Свободная Пресса в Телеграм Свободная Пресса Вконтакте Свободная Пресса в Одноклассниках Свободная Пресса на Youtube
Общество / День в истории
3 января 2016 12:21

«Пахнет дело мое керосином…»

Что вспоминается, когда и по какому поводу

5376

У человеческой памяти странное свойство — запоминать не только значительное, но и совсем не важное, мимолетное. И лежат в закоулках мозга факты и фактики. Целая кладовая, склад забытых вещей. Начнешь вспоминать, и ниточка потянется. И, Бог весть, куда она приведет…

Где вы, телефоны-автоматы, ау?! Раньше вас было полным-полно, но все равно не хватало. Внутри будки был щиток с правилами и грозная надпись, предупреждающая, что время разговора — три минуты. Во многих советских фильмах привычной была сцена, где у героя или героини начиналось шумное выяснение отношений с теми, кто ждал своей очереди. А она, очередь, особенно в праздники, была длинной и нервной.

До конца шестидесятых годов телефонные номера в Москве были шестизначные, например Д-2−12−34. Буква в начале указывала район: «А» — Арбат, «Б» — район Никитских ворот, «В» — Юго-Запад… Количество номеров росло, столица перешла на семизначные координаты, и телефонные буквы ушли в историю. О них вспоминал Александр Галич:

«Вьюга листья на крылья намела,

Глупый ворон прилетел под окно

И выкрикивает мне номера

Телефонов, что умолкли давно…".

Во времена, безумно далекие от мобильников и интернета, люди общались с помощью перьев (потом их заменили шариковые ручки) и чернил, конвертов и открыток. Конверты были двух видов — «авиа» и обычные. На открытках с одной стороны писали адрес и текст, а другую украшала картинка. Послания с курортов обычно были с изображением природы или морского пейзажа, поздравления с Первомаем и очередной годовщиной революции сопровождали плакаты, с которых смотрели суровые рабочие и крестьяне. Были и другие картинки: виды городов, портреты художников, писателей, репродукции известных картин…

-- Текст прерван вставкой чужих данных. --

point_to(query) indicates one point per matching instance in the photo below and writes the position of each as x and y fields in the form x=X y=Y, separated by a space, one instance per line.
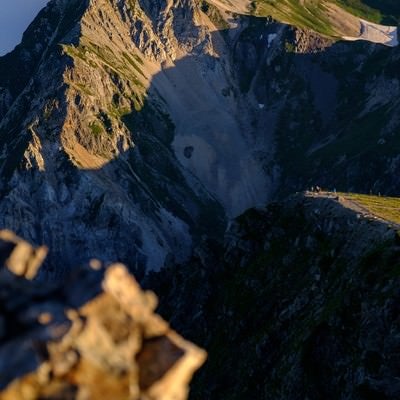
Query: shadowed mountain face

Особенно активно посланиями обменивались накануне праздников, хотя и писали в будни — узнать, как дела, справлялись о здоровье близких. Приглашали в гости или договаривались о походе в театр или кино — что делать, если телефона нет, а друзья или родственники живут в разных концах города. Да и неудобств в этом никто не видел, поскольку почта работала исправно и через пару дней депеша находила адресата.

Люди посылали и другие письма, в то время необычные — звуковые. Шли в ателье, наговаривали на магнитофон какие-то нежные, хорошие слова. Получать такие письма было очень приятно. Тем более, с родным голосом…

Память ожила, начала кружить, виться, просто так, без повода. Или за что-то она все же цепляется? И, может, есть логика в ее мгновенных вспышках, ожогах?..

На женщин в метро, обвешанных, как патронташем, круглыми пачками туалетной бумаги, смотрели не с иронией, а с уважением — повезло, достала! Однажды моему товарищу приглянулась добытчица, и он стал с интересом на нее смотреть. Но та поняла это по-своему и покраснела: «Гражданин, если хотите, я вам две пачки уступлю». Кстати, на этой почве у них возник роман…

Помню набитый потными телами магазин «Мелодия» на Калининском проспекте — ныне это Новый Арбат. Там «выбросили» болгарский альбом «Битлз». Становлюсь в очередь, но через десять минут от прилавков шелестит разочарованное: «Кончились…». А в это время на улице наглые спекулянты уже «толкают» пластинки за «четвертак», то есть, 25 рублей — сумма по тем временам несусветная…

В шестидесятых годах можно было взять напрокат постельное белье — наволочки, пододеяльники, простыни, полотенца — на семь или даже десять дней. Мужские сорочки выдавались, кажется, на двое суток. Услуга была не то, что популярной, но — в ходу…

Безбилетники встречались не только в автобусах, троллейбусах, поездах, но и в самолетах! Их подсаживали не только в салон, но и в кабину пилотов! К летному полю безбилетники прорывались, минуя паспортный контроль и чуть ли не у трапа «договаривались» со стюардессой…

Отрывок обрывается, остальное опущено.